Yapılan basın açıklamasına Yalova Platform Sözcüsü Hâkim Menteş, Yalova Platformu Gönüllü Avukatı Safiye Yüksel ve platform üyeleri katıldı.

Basın açıklamasına izin çıkmadı

Yalova Valiliğinden izin çıkmadığı için basın açıklaması yapılmadı. Yalova Platformu, basın açıklamasını mail üzerinden basına ulaştırdı. Yalova Platformu tarafından yapılan basın açıklamasında; “Şu arkamızda duran tabelaya bakınca kimileri şen kahkahalar eşliğinde içilen çaylar, yenilen kekler ve çimlerin üzerinde uzanıp eğlenenleri görürken; Bizler, Türkiye’deki bir çok meyve ağacının orijinallerinin korunduğu gen bahçesinin yok olacağını, birinci derecede tarım topraklarının heba edileceğini, burada geliştirilip tüm ülkemize yayılan kivilerin ve diğer meyve/sebzelerin hüznünü̈, zeytincilik kanuna göre korunması gereken ve birçok resmî belgede (eklere bakın) bu alanda bulunduğu belirtilen ama simdi her ne hikmetse yok olan zeytinlerin hüznünü̈, Ülkemiz tarımının neden her geçen gün daha kötüye gittiğini, bu enstitütü arazilerini koruyup kollaması gerekirken parsel parsel elden çıkarılmasına adeta çanak tutan bir enstitütü müdürünü, bugün ölümünün 83. yıl dönümünü saygıyla andığımız Mustafa Kemal Atatürk’ün Türk halkına tarım araştırmaları yapılsın diye bağışladığı arazinin elden çıkarılmasına söz etmeyen ve ata mirasına sahip çıkamayan bir muhalefeti, tarımsal Araştırmalar ve Politikalar Genel Müdürlüğünün Ekim 2019 tarihli yazısında bu arazinin başka amaçlar için kullanılmasının tarımsal AR-GE çalışmalarını olumsuz etkileyeceği için Millet Bahçesi projesine karşı çıktığını, ve daha da önemlisi açılan davalar sonuçlanmadan ve mahkeme tarafından atanan bilirkişi heyetinin bu arazinin tarım dışı kullanılmasında kamu yararı olmadığını net ve kesin bir şekilde bildirmesine rağmen, inşaata başlanarak hukuk sistemimizin nasıl ayaklar altına alındığını görüyoruz.

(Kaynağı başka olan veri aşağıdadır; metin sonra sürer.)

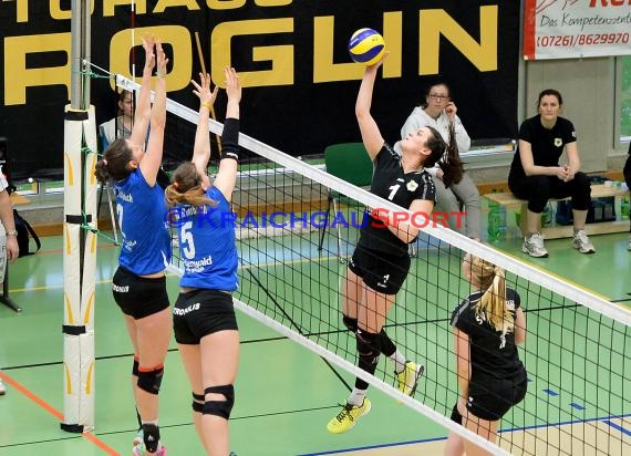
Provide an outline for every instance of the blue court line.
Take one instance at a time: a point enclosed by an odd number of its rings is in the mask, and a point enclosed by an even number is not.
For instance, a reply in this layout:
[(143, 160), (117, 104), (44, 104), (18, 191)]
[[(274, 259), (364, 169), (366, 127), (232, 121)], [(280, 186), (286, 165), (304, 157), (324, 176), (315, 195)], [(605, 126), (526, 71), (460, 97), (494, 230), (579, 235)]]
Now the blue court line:
[(610, 425), (611, 427), (613, 427), (614, 429), (620, 431), (622, 434), (627, 434), (628, 436), (631, 436), (631, 431), (625, 429), (624, 427), (610, 422), (609, 419), (603, 421), (602, 423)]
[[(555, 426), (565, 426), (565, 425), (570, 425), (570, 424), (579, 424), (579, 423), (591, 423), (591, 422), (599, 422), (602, 421), (603, 423), (607, 423), (608, 425), (610, 425), (611, 427), (627, 434), (631, 436), (631, 431), (628, 431), (614, 423), (611, 423), (610, 419), (617, 419), (617, 418), (628, 418), (631, 417), (631, 413), (624, 414), (624, 415), (611, 415), (611, 416), (601, 416), (598, 418), (587, 418), (587, 419), (572, 419), (572, 421), (568, 421), (568, 422), (559, 422), (559, 423), (547, 423), (547, 424), (534, 424), (531, 426), (521, 426), (521, 427), (513, 427), (513, 428), (507, 428), (507, 429), (499, 429), (499, 433), (511, 433), (515, 431), (529, 431), (529, 429), (538, 429), (538, 428), (542, 428), (542, 427), (555, 427)], [(364, 449), (374, 449), (374, 448), (389, 448), (389, 447), (395, 447), (395, 446), (403, 446), (403, 445), (412, 445), (412, 444), (425, 444), (425, 443), (430, 443), (430, 442), (438, 442), (438, 441), (446, 441), (447, 437), (432, 437), (432, 438), (422, 438), (418, 441), (408, 441), (408, 442), (393, 442), (391, 444), (380, 444), (380, 445), (366, 445), (366, 446), (358, 446), (358, 447), (353, 447), (353, 448), (345, 448), (345, 449), (333, 449), (333, 450), (329, 450), (329, 452), (322, 452), (322, 453), (304, 453), (298, 456), (324, 456), (324, 455), (339, 455), (342, 453), (351, 453), (351, 452), (361, 452)]]

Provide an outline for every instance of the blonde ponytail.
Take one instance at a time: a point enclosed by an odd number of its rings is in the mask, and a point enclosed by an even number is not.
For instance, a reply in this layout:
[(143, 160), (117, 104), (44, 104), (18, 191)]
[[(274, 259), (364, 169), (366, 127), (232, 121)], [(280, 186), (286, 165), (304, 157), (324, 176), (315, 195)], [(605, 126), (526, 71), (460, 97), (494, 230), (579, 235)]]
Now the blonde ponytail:
[(515, 319), (508, 310), (506, 300), (506, 277), (504, 270), (480, 258), (470, 258), (472, 277), (475, 277), (483, 290), (486, 290), (474, 305), (476, 315), (482, 315), (503, 334), (515, 330)]

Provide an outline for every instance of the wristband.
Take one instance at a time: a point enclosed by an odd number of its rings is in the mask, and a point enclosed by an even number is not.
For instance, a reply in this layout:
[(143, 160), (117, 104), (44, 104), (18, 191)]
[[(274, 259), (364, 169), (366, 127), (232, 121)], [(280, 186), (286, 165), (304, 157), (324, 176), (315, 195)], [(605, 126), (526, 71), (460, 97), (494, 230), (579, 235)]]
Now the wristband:
[(221, 153), (221, 159), (229, 158), (234, 159), (235, 162), (239, 163), (239, 154), (235, 152), (224, 152)]

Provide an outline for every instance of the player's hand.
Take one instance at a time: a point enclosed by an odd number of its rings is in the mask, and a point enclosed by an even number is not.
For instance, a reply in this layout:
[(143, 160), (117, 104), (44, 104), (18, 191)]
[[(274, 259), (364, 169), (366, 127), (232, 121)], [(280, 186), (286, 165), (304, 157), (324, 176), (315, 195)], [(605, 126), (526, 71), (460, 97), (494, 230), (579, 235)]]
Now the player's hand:
[(447, 114), (447, 117), (449, 117), (449, 121), (453, 121), (454, 118), (456, 118), (457, 112), (458, 112), (458, 108), (456, 107), (456, 104), (454, 102), (448, 102), (447, 105), (445, 106), (445, 114)]
[(194, 80), (190, 80), (190, 83), (195, 87), (193, 93), (199, 99), (199, 103), (206, 105), (208, 110), (210, 110), (210, 106), (215, 104), (217, 93), (219, 92), (219, 87), (217, 85), (215, 85), (215, 90), (210, 91), (210, 74), (199, 73), (199, 83)]

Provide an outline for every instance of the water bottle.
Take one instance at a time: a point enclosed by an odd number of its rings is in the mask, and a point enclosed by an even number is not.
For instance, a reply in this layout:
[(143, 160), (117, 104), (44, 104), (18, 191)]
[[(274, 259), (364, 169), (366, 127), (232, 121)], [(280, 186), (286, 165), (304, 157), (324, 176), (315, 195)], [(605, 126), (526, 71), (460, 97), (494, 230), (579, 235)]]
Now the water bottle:
[(506, 208), (497, 203), (488, 204), (488, 241), (495, 242), (506, 238)]
[(622, 198), (620, 213), (622, 214), (622, 220), (629, 219), (629, 197), (628, 196)]

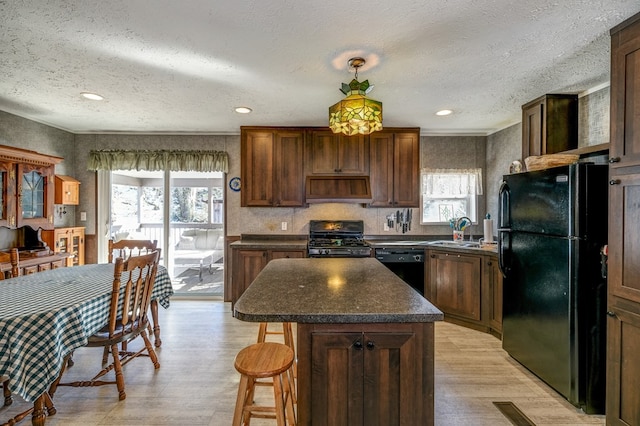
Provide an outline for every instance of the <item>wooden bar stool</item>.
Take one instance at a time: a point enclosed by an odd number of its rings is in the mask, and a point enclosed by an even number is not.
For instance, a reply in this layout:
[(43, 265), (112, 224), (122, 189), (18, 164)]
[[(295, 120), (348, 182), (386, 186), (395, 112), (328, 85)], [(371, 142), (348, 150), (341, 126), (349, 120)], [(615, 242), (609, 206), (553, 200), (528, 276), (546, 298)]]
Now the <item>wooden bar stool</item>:
[[(291, 386), (292, 386), (292, 395), (293, 395), (293, 403), (295, 404), (298, 401), (298, 394), (296, 391), (296, 382), (295, 380), (298, 377), (298, 358), (296, 357), (296, 345), (293, 341), (293, 330), (290, 322), (283, 322), (282, 331), (270, 331), (268, 322), (261, 322), (260, 328), (258, 329), (258, 343), (263, 343), (267, 341), (268, 335), (281, 335), (283, 337), (284, 344), (289, 346), (293, 351), (293, 364), (291, 364), (291, 369), (289, 374), (291, 376)], [(273, 324), (272, 324), (273, 325)], [(271, 382), (258, 382), (258, 385), (271, 385)]]
[[(292, 364), (293, 351), (282, 343), (254, 343), (238, 352), (234, 366), (241, 376), (233, 426), (249, 424), (252, 417), (275, 418), (278, 426), (296, 424), (288, 374)], [(275, 406), (254, 403), (256, 381), (266, 378), (273, 381)]]

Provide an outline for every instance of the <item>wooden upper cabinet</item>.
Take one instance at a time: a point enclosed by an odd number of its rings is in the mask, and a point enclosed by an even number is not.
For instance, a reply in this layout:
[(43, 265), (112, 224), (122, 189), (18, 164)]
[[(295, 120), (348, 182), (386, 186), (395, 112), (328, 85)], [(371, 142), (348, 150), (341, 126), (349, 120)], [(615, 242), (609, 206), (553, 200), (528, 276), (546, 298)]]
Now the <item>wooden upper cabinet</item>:
[(304, 131), (241, 128), (241, 205), (304, 205)]
[(53, 179), (53, 166), (18, 164), (18, 227), (53, 229)]
[(640, 164), (640, 19), (611, 33), (611, 167)]
[(420, 129), (369, 135), (372, 207), (419, 207)]
[(368, 175), (369, 138), (345, 136), (331, 130), (312, 130), (308, 138), (307, 174)]
[(0, 161), (0, 226), (14, 228), (16, 226), (16, 171), (15, 163)]
[(609, 294), (638, 304), (640, 313), (640, 167), (611, 176), (609, 188)]
[(611, 30), (607, 425), (640, 424), (640, 13)]
[(0, 225), (53, 229), (55, 165), (61, 157), (0, 145)]
[(522, 106), (522, 160), (578, 147), (578, 95), (549, 94)]

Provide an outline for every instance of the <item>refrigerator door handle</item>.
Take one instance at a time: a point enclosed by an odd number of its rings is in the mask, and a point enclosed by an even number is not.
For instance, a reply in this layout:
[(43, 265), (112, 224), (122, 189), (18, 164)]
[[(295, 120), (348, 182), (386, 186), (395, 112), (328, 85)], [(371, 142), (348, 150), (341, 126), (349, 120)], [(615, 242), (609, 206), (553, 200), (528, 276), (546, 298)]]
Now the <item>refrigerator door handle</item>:
[(511, 193), (509, 192), (509, 185), (506, 181), (502, 181), (500, 184), (499, 197), (499, 210), (498, 210), (498, 228), (510, 228), (511, 227)]
[(503, 277), (507, 277), (511, 264), (511, 230), (498, 229), (498, 267)]

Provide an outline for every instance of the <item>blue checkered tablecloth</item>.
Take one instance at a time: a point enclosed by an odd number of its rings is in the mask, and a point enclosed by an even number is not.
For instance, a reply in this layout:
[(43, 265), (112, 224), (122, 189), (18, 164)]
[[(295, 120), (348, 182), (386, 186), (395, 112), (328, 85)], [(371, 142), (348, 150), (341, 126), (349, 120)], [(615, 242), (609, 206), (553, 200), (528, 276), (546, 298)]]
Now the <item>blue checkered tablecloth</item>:
[[(109, 317), (113, 264), (58, 268), (0, 282), (0, 375), (11, 391), (34, 401), (57, 378), (62, 360)], [(158, 266), (152, 298), (164, 308), (173, 294)]]

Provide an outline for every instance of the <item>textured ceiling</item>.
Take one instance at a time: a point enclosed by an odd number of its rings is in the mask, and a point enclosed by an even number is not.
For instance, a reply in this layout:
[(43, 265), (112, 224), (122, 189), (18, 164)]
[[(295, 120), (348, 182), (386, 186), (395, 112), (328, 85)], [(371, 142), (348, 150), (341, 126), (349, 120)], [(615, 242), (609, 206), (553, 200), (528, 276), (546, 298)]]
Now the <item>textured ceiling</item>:
[(375, 86), (385, 126), (491, 134), (538, 96), (607, 84), (609, 30), (639, 11), (638, 0), (0, 0), (0, 110), (76, 133), (325, 126), (353, 78), (347, 60), (363, 56), (359, 80)]

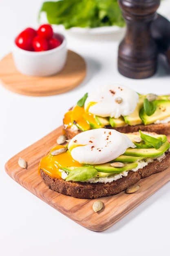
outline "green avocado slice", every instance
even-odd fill
[[[154,101],[153,102],[156,106],[156,109],[152,115],[147,115],[144,108],[140,111],[140,117],[145,125],[153,124],[158,120],[162,120],[170,116],[170,101],[162,99]]]
[[[137,162],[134,163],[128,163],[125,164],[123,167],[114,167],[111,166],[110,163],[101,164],[86,164],[86,166],[93,167],[99,172],[103,173],[119,173],[124,171],[128,171],[131,169],[136,168],[137,166],[138,163]]]
[[[162,155],[170,147],[170,144],[167,141],[158,149],[132,148],[128,148],[123,154],[124,155],[131,155],[135,157],[157,157]]]

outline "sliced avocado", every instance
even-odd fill
[[[124,119],[122,116],[118,118],[109,117],[108,120],[112,127],[121,127],[126,125]]]
[[[130,115],[124,117],[126,124],[129,125],[137,125],[142,124],[142,121],[139,117],[139,111],[143,107],[144,99],[146,95],[139,94],[139,102],[137,103],[134,111]]]
[[[136,146],[136,148],[151,148],[153,147],[149,143],[144,141],[142,140],[140,142],[136,142],[134,141],[137,137],[141,137],[140,134],[135,135],[134,134],[127,134],[124,133],[127,137],[129,138],[132,141]],[[156,138],[156,139],[161,138],[161,144],[163,144],[167,140],[166,136],[164,135],[152,135],[152,137]]]
[[[73,171],[73,170],[74,170],[75,169],[77,168],[77,166],[76,166],[76,167],[71,166],[70,167],[63,167],[63,166],[61,166],[60,169],[61,169],[62,170],[63,170],[63,171],[64,171],[65,172],[66,172],[67,173],[69,173],[71,171]]]
[[[123,154],[124,155],[145,157],[157,157],[162,155],[170,147],[170,144],[167,141],[158,149],[152,148],[128,148]]]
[[[97,122],[103,127],[110,124],[108,117],[99,117],[99,116],[95,116],[95,119]]]
[[[83,117],[90,124],[92,129],[102,128],[104,126],[100,125],[96,121],[95,115],[88,112],[83,113]]]
[[[125,166],[123,167],[114,167],[111,166],[110,163],[106,163],[100,164],[86,164],[86,166],[93,167],[96,169],[98,171],[103,173],[119,173],[124,171],[128,171],[134,168],[136,168],[138,166],[137,162],[129,163],[125,164]]]
[[[133,157],[130,155],[121,155],[118,157],[110,161],[113,162],[121,162],[121,163],[134,163],[140,161],[144,158],[142,157]]]
[[[157,108],[151,115],[148,116],[144,108],[140,111],[140,117],[145,125],[153,124],[158,120],[162,120],[170,116],[170,101],[161,99],[153,101],[153,102]]]

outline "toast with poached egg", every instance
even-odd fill
[[[63,119],[68,139],[92,129],[105,128],[124,133],[139,130],[170,133],[169,95],[141,94],[114,84],[85,94]]]
[[[52,190],[97,198],[118,194],[163,171],[170,164],[169,148],[163,135],[92,129],[52,148],[41,159],[39,171]]]

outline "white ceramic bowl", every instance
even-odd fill
[[[55,33],[62,44],[58,47],[44,52],[23,50],[13,43],[12,54],[18,70],[21,73],[33,76],[46,76],[54,75],[64,68],[67,58],[66,41],[65,36]]]

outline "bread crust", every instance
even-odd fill
[[[114,129],[118,132],[124,133],[137,132],[140,130],[141,131],[149,132],[156,132],[158,134],[168,135],[170,134],[170,122],[167,124],[152,124],[147,125],[143,124],[135,126],[127,125],[121,127],[112,127],[110,126],[107,126],[104,128],[108,129]],[[64,128],[66,135],[68,139],[72,139],[77,134],[82,132],[82,131],[79,130],[75,130],[71,127],[66,128],[64,127]]]
[[[166,152],[165,154],[166,157],[161,162],[155,160],[142,169],[136,172],[130,171],[127,176],[106,184],[66,181],[53,177],[42,169],[40,174],[45,184],[52,190],[79,198],[97,198],[118,194],[141,179],[162,171],[170,165],[170,152]]]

Bu alan öncelerde olduğu gibi gen bahçesine zarar vermeyecek şekilde ekilip biçilebilinir, tarımsal faaliyetlere devam edilebilinir. Ve Millet Bahçesi yapımı için harcanılması planlanan 31 milyon TL ile Yalova tarım ve çiçekçiliği ileri seviyelere taşıyarak iş ve istihdam sağlanabilinir. Ülkemizin içinden geçtiği şu sıkıntılı durumda, neredeyse her gün yenisi açıklanan ekonomik paketler ve tasarruf tedbirlerine rağmen illaki bir Millet Bahçesi yapılmak isteniyor ve buraya kaynak aktarılmak isteniyorsa şehrimizde buna daha uygun ve tarım niteliğini kaybetmiş̧ araziler mevcuttur. Mesela eski Etibank tesisleri veya arberatum arazisi gibi. Millet Bahçesi yapmak için bu arazinin seçilmesi bir tesadüf değildir. Bu bir Türk tarımını yok etme projesidir. Türkiye kivi ihtiyacının %67 si Yalova’da yetiştiriliyorsa, Yalova 1, Yalova 3, Yalova 4, Yavuz1, Oğuzlar 77 vb. ceviz türleri ülkenin genelinde ceviz üreticileri tarafından tercih ediliyorsa, Ata sarısı, Atak 77, Yalova incisi gibi üzüm çeşitleri sofralarımızda yerini alıyorsa, Trabzon hurmasının Türkiye dağıtımı buradan yapılıyorsa, armut, aronya, ayva, badem, çilek, elma, incir, kiraz, şeftali, gibi bir çok meyvenin onlarca çeşidi, en çok tükettiğimiz onlarca sebzenin çeşitleri işte bu araziler üzerinde çalışmalar yapan bilim insanlarımız sayesinde Türk tarımına kazandırılıyorsa Atatürk Araştırma Enstitüsü’nün her bir karış̧ toprağı paha biçilemeyecek kadar değerlidir. Kim bu kurum arazileri üzerinde başkaca ve amacı dışında kullanımı öngören projeler uygularsa, Türk tarımına, Türk ekonomisine dolayısı ile Türk Milleti’ne en büyük kötülüğü yapmış̧ olur. Bizler bunu engellemek için buradayız.” Şeklinde açıklama yapıldı.